Bolsonaro cumpre pena de 27 anos e 3 meses de prisão por condenação relacionada à trama golpista após as eleições de 2022. Ele está em casa desde o final de março, após internação por broncopneumonia, quando Moraes autorizou o regime domiciliar temporário por motivos de saúde.
Detalhes da decisão
Na nova decisão, Moraes considerou que houve melhora no quadro clínico do ex-presidente, de 71 anos, e que a manutenção da prisão domiciliar é “razoável, adequada e proporcional”. Ele destacou a ausência de falta grave durante o período e o melhor atendimento médico possível no ambiente familiar.
Além disso, o ministro determinou:
• A entrega de todas as armas registradas em nome de Bolsonaro em até 48 horas (prazo que a defesa informou que cumprirá na segunda-feira, 6).
• A revogação do registro CAC (Colecionador, Atirador Desportivo e Caçador) do ex-presidente.
Bolsonaro reside no condomínio Solar de Brasília, no Jardim Botânico, uma área nobre com monitoramento reforçado. Ele usa tornozeleira eletrônica e tem restrições, como limitação de visitas (apenas familiares e advogados) e proibições de acesso a redes sociais e celular.
Contexto da condenação e saúde
Bolsonaro foi condenado em setembro de 2025 pela Primeira Turma do STF por envolvimento em plano para golpe de Estado. Ele começou a cumprir a pena em regime fechado, mas problemas de saúde (incluindo pneumonias e outras comorbidades decorrentes de um atentado a faca em 2018) levaram à transferência para o domiciliar humanitário.

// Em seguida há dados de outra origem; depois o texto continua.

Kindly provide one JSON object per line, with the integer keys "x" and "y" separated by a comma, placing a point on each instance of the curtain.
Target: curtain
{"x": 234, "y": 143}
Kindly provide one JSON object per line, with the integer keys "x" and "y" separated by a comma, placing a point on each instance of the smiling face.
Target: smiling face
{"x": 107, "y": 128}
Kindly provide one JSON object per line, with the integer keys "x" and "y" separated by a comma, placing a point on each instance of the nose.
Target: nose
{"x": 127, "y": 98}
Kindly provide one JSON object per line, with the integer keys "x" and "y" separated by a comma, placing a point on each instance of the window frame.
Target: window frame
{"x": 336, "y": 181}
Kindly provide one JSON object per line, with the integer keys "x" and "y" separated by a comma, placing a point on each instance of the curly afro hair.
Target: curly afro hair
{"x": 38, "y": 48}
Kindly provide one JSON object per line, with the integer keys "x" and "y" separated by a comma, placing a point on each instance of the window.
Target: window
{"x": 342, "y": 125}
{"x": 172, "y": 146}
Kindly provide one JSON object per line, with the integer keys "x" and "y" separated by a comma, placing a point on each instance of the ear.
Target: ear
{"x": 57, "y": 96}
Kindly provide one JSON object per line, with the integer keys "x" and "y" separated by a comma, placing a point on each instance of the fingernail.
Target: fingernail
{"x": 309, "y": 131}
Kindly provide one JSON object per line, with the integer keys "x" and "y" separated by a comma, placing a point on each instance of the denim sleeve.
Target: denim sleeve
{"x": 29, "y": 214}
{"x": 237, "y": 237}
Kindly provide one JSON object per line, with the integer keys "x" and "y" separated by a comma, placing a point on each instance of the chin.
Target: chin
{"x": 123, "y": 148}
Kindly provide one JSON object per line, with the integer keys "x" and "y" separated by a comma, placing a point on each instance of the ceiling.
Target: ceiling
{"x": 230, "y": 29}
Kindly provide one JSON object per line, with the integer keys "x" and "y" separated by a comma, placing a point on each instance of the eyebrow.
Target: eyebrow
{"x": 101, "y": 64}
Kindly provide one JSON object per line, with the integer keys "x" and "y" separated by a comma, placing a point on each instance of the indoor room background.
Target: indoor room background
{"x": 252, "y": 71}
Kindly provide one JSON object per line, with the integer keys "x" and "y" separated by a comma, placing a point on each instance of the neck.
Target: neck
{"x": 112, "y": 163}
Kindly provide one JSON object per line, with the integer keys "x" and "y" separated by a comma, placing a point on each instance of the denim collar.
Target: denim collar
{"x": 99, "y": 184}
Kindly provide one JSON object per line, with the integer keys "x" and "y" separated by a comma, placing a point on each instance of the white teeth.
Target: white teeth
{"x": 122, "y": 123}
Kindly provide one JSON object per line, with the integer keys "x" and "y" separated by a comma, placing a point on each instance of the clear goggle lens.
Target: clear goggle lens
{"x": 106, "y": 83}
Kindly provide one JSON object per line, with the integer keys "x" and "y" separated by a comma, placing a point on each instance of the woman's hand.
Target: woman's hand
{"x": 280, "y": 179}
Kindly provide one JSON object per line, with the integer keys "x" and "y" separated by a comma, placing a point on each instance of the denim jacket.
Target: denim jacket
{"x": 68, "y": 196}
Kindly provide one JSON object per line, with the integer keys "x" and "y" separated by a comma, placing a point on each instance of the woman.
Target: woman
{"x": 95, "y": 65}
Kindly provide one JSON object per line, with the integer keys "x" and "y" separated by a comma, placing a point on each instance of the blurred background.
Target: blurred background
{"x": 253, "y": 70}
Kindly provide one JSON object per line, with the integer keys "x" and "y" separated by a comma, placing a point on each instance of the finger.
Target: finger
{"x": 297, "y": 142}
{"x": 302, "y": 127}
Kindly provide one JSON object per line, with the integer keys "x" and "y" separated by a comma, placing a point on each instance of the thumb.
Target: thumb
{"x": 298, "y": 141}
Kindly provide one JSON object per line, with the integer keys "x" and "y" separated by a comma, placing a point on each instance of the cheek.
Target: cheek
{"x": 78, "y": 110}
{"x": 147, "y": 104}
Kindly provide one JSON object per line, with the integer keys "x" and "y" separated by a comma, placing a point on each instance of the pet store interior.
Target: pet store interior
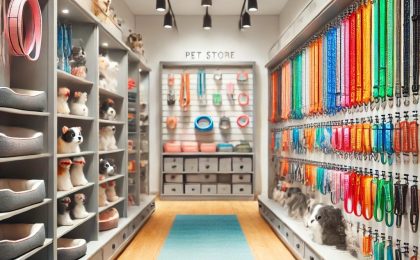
{"x": 209, "y": 129}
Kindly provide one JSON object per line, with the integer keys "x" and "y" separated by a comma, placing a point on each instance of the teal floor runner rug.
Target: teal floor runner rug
{"x": 206, "y": 237}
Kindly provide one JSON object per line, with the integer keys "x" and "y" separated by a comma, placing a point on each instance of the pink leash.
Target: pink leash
{"x": 24, "y": 34}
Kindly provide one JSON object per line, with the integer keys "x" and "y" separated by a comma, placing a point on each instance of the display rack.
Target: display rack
{"x": 226, "y": 175}
{"x": 292, "y": 232}
{"x": 42, "y": 75}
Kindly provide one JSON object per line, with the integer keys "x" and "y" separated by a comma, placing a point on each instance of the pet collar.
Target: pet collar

A Procuradoria-Geral da República (PGR) havia se manifestado favoravelmente à manutenção do regime domiciliar, reforçando a necessidade de cuidados médicos contínuos.
Reações
A prorrogação gerou alívio entre aliados e a defesa do ex-presidente, que argumentam pela fragilidade da saúde dele. Críticos e setores do governo veem a decisão como continuidade de um tratamento humanitário adequado, sem prejuízo à execução da pena. O tema segue polarizado no cenário político brasileiro, especialmente às vésperas de discussões eleitorais para 2026.
Esta reportagem será atualizada conforme novos desdobramentos do caso no STF.